Are you digging your own grave?
Burnout is not just a lifestyle diagnosis, burnout can destroy careers and lives.
According to the World Health Organization, Burn-out results from chronic workplace stress. Symptoms include exhaustion, negative feelings about your job, and a decrease in professional effectiveness.
Burnout does not just mean being tired. And burnout can’t be cured by taking a day off.
Trap #1: Cortisol
When you have burnout, your mind and your body lose the ability to recover. One reason for this is the concentration of the stress hormone cortisol in your blood.
In healthy individuals, cortisol levels are higher in the morning and then decrease during the day. This allows us to be alert in the morning and to sleep at night.
However, if the cortisol levels stay elevated due to chronic stress, it’s harder for us to relax and sleep at night.
That’s where the vicious circle starts: if you cannot sleep, your work performance is likely to drop. And as our society is not forgiving when it comes to decreased work performance, you will put more pressure on yourself. Competition is high, and the next candidate might be ready to take your job. Fear of losing your job creates additional stress. More stress, more cortisol, less sleep.
It’s like being in a trap.
There are many reasons for stress in the workplace, some of them due to external factors that you cannot influence such as inadequate working conditions, a leadership style dominated by pressure and fear, or hostility among coworkers.
Trap # 2: Not feeling valued
According to the German sociologist Johannes Siegrist, burnout can also be triggered by an imbalance of workload and the sense of being valued or acknowledged: over the course of 5 years, the risk of suffering from depression increases by 70% if an employee is continuously overstrained and not being sufficiently rewarded at the same time.
Not every productive employee is appreciated, but every appreciated employee is productive. Oleg Vishnepolsky
If you don’t feel valued, your motivation and engagement drop, which often leads to a decrease in productivity and performance, the less productive you are, the less appreciated you feel. Not just from others, but yourself.
Trap # 3: Lack of meaning
The risk of burnout increases when people don’t experience their work as meaningful anymore.
This trap is a partly a side-effect of Trap #2. If you don’t feel valued, you might think that what you are doing is pointless.
Apart from that, it’s harder to find meaning in your job, when you work against your values, your talents, or your calling.
Both of that will decrease engagement, which might then lead to another drop in productivity and self-appreciation.
How can you protect yourself from falling into a burnout trap?
No 1: Create Balance
Different pillars support our “self” and give meaning to our lives. One of them is work. If we only rely on work to feel accomplished and to have a purpose, we make ourselves vulnerable.
I used to be that kind of person: work was everything.
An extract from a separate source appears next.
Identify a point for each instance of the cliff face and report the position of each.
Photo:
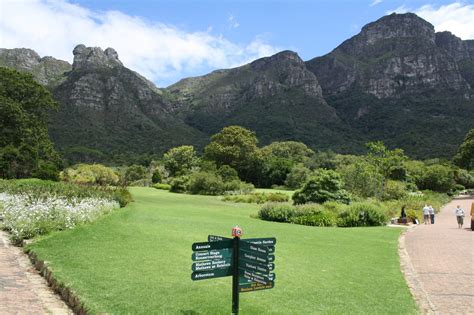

I put an enormous amount of pressure on myself, which led to stress, insomnia, and health issues: I was caught in a burnout trap that I created all by myself.
Work is not everything, and it should never be the only thing that defines us. Understanding your value outside of work will make you less vulnerable and probably more effective at your work in the long run.
Who are you without your job? What’s left of you? Ask yourself and ask others. That might help you to find areas outside of work and within yourself that define you.
No 2: Connect with yourself
According to Management Coach Heinz Schenkel, who had suffered from burnout himself, one of the most critical factors in treating or preventing burnouts is to check-in with yourself to understand if what you are doing is still in line with your values and believes.
Do you feel that what you do is meaningful? Or does it at least support your values or is a stepping stone towards something else? My post, “Are you missing your calling?” is digging a little deeper into this topic.
No 3: Listen to your body
According to Dr. Prof. Ulrike Ehlert from the University of Zurich, chances of recovery are higher when you treat burnout at an early stage. That’s why it is crucial to listen to your body and watch out for warning signs such as insomnia, irritability, increased impatience, difficulties to concentrate, persistent exhaustion, or negative feelings regarding your job.
A burnout — like any other crisis — is often a necessary process that pushes you in a (new) direction. Of course, that’s hard to see when you are stuck in the middle of it, but it can help you to reflect your life and your life’s purpose and ultimately lead you to something more fulfilling.